VBT – Week’s Meditation 68

Don’t Project

The whole organism is involved. And whatsoever we say is like that. If you go to aboriginal societies in India – and there are many aboriginal tribes – they have a different language structure. Their language structure is more basic and more real, but they cannot create much poetry. Their language structure cannot be helpful for dreaming.

If it is raining, we say, “It is raining.” They ask, “What do you mean by ‘it’? What do you mean by ‘it’?”

They have simply the word rain. What do you mean by “it”? What is raining? They just say “rain.”

Rain is the reality, but we go on adding things – and the more words are added, the more we are lost, far away, thrown far away from reality.
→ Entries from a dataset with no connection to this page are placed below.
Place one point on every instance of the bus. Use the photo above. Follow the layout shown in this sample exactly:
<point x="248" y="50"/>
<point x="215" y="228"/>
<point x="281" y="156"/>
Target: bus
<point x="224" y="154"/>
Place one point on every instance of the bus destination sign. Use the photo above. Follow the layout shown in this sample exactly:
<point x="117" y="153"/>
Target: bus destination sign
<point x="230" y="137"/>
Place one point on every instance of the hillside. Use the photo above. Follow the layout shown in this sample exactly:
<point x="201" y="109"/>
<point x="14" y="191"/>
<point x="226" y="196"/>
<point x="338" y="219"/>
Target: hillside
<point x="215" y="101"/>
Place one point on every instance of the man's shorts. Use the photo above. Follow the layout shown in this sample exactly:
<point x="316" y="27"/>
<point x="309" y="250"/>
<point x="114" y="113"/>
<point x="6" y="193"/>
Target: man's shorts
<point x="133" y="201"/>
Buddha used to say, “When you say, ‘A man is walking,’ what do you mean? Where is the man? Only walking is. What do you mean by ‘the man’?” When we say, “A man is walking,” it appears that there is something like a man and something like walking – two things added together. Buddha says there is walking.

When you say, “The river is flowing,” what do you mean? There is just flowing, and that flowing is the river. The walking is the man, the seeing is the man, standing and sitting is the man. If you eliminate all these – walking, sitting, standing, thinking, dreaming – will there be a man left behind? There will be no man behind. But language creates a different world, and by constantly moving into words we go on moving away.

So the first thing to remember is how not to allow words unnecessarily. When there is a need, you can use them, but when there is no need remain empty, remain non-verbal, MOUNA, remain silent.

There is no need to be constantly verbalizing things.

Secondly, don’t project. Don’t verbalize, don’t project. Look at what is there. Don’t add things and then look. You see a face. When you say, “It is beautiful,” you are putting something into it, or if you say, “It is ugly,” you are again putting something into it. A face is a face. Beauty and ugliness are your interpretations. They are not there, because the same face may be beautiful to someone and ugly to someone else, and to a third it may be neither. He may be indifferent; he may not even look at it – at the same face. The face is simply a face. Don’t put things into it; don’t project. Your projections are your dreams, and if you project then you miss. And this is happening every day.

You see that a face is beautiful; then desire is created. The desire is not for that face or that body; it is for your own interpretation, your own projection. The person that is there, the real person, has been used as a screen, and you have projected yourself. And then disillusion is bound to be there because the real face cannot be forced into unreality by your projection. Sooner or later the projection will have to be dropped, and the real face will come out, and then you will feel that you have been cheated. You will say, “What has happened to this face? This face was so beautiful and this person was so beautiful, and now everything has gone ugly.” Again you are interpreting.

The person remains whatsoever he is, but your interpretations and projections go on, and you are never allowing energy to assert itself. You go on suppressing it. You are suppressing inwardly and outwardly also. You never allow reality to assert itself.